Every procedure has advantages and disadvantages. Fiber-optic bronchoscopy allows direct evaluation of endoluminal and mucosal lesions and can guide biopsies for histological analysis. It also provides better assessment of mild degrees of stenosis. However, FOB has some limitation. It cannot pass through severely narrowed airways. It provides scarce information concerning the extent of extraluminal disease and it cannot be tolerated by some patients. Virtual bronchoscopy is particularly useful for orientation within the tracheobronchial tree, and permits differentiation between intraluminal lesion and extraluminal airway compression. Virtual bronchoscopy allows one to assess the distal lesions and see beyond a stenosis. It may be able to distinguish between high-grade stenosis and complete occlusion.
Virtual bronchoscopy has some disadvantages, namely it cannot be used to evaluate mucosal details (fragility, color changes, vascularity), to show mucosal or submucosal extensions, or to perform a biopsy, and also this method cannot be used to depict functional stenoses due to tracheobronchomalasia. The other limitation of VB was that it cannot be used to obtain a histological diagnosis (mucus plug, foreign body, embolism, benign mas and carcinoma). Despite these disadvantages, improved resolution and a probable increase in diagnostic abilities are expected due to technological developments (aerosolized contrast materials and spectroscopic examination). Finally, FOB and VB are not two competing methods that can be compared regarding diagnostic accuracy. Fiber-optic bronchoscopy provides visualization and pathological specimens, whereas VB provides only visualization with a wider scope than FOB. Thus, FOB and VB only can be complementary to each other. Virtual bronchoscopy will never completely replace FOB for evaluation of lesions in the respiratory tract.

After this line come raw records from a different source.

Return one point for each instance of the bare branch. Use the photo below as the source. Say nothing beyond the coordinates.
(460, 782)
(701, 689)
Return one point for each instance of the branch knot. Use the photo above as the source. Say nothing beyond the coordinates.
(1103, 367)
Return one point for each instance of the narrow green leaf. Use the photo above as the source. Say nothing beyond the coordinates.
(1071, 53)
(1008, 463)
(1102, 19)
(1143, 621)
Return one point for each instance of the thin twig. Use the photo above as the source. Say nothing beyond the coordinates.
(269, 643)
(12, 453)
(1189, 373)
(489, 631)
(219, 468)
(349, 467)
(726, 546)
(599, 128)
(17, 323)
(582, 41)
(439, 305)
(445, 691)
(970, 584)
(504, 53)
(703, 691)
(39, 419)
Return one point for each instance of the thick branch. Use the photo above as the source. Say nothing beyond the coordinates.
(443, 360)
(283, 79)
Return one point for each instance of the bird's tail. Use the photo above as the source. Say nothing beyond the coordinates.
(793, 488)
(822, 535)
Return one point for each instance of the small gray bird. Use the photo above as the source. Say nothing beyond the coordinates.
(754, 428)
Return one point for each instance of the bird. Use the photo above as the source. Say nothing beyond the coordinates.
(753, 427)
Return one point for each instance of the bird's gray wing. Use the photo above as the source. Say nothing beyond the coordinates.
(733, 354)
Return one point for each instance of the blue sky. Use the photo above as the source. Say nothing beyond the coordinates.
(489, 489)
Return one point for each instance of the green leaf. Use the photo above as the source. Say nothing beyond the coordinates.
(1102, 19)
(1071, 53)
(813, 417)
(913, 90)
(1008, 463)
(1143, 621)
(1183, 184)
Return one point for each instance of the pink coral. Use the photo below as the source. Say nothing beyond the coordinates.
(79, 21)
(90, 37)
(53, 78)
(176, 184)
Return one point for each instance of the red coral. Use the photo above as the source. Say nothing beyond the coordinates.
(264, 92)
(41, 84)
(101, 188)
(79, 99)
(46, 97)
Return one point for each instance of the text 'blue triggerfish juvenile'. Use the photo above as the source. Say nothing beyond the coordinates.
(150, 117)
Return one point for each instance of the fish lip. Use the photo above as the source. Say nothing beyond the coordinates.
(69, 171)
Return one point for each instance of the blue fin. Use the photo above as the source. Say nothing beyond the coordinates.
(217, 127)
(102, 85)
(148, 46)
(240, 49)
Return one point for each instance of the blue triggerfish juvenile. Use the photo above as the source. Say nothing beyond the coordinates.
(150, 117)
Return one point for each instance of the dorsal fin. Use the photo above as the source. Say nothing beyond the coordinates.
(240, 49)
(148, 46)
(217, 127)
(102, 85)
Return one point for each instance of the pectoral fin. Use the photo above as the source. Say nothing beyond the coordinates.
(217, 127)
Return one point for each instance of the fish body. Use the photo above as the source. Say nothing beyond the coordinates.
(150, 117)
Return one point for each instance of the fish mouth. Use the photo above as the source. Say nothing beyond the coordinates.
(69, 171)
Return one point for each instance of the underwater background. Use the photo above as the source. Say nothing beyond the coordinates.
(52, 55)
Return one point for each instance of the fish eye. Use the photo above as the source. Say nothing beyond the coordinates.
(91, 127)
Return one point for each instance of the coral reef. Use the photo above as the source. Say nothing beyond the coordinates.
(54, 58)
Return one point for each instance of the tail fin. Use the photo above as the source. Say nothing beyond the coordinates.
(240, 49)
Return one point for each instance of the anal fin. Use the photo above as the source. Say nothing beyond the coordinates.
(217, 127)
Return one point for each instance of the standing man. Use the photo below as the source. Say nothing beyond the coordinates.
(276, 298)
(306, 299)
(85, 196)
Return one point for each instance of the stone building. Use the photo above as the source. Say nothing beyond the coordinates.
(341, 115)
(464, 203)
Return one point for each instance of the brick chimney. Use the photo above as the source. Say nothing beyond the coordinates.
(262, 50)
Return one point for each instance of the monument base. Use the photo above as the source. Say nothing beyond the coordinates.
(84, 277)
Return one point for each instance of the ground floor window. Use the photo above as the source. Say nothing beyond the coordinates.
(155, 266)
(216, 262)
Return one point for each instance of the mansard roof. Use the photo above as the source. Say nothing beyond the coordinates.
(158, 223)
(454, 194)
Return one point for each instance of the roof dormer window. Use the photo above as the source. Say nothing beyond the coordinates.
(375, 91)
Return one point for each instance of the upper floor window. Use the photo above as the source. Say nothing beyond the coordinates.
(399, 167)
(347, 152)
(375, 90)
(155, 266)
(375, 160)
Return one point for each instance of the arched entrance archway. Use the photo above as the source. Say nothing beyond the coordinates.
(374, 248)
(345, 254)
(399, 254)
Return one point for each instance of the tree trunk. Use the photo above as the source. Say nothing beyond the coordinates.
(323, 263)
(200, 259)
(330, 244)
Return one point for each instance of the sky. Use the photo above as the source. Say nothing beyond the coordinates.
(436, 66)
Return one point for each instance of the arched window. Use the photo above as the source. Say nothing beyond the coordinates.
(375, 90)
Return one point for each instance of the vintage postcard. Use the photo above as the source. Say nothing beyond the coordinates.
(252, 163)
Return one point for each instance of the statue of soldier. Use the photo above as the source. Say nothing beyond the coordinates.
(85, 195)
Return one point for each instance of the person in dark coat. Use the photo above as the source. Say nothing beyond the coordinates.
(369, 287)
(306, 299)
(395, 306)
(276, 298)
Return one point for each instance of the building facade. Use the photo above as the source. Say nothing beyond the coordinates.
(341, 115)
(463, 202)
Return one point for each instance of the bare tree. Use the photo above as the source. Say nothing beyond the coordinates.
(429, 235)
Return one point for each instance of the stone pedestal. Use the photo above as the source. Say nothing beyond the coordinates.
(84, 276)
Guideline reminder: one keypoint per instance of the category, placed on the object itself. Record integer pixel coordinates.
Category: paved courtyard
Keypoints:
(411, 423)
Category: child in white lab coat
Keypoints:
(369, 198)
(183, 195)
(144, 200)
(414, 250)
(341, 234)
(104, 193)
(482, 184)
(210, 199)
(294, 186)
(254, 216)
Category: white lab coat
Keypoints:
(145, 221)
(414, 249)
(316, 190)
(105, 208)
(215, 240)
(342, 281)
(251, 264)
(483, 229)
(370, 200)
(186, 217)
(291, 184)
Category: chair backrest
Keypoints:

This study has several limitations. A possible limitation of our study was that we did not perform a stratification of the subjects regarding localizations of thoracic lesions. Additional limitation of this study is the small sample size.
In conclusion, VB is a non-invasive, uncomplicated and reproducible examination method, and in patients with an indication for thorax examination it may be performed without the additional risk of radiation. Furthermore, VB may be used in the evaluation of anatomical relationships in the thorax and extraluminal pathologies, in teaching about the structure-function relationship and bronchoscopy, and in patients refusing FOB. At the present time, we believe that VB might be complementary to FOB in selected cases. Virtual bronchoscopy may find a clinically broader field of application in the future.
Source of Support: Nil
Conflict of Interest: None declared.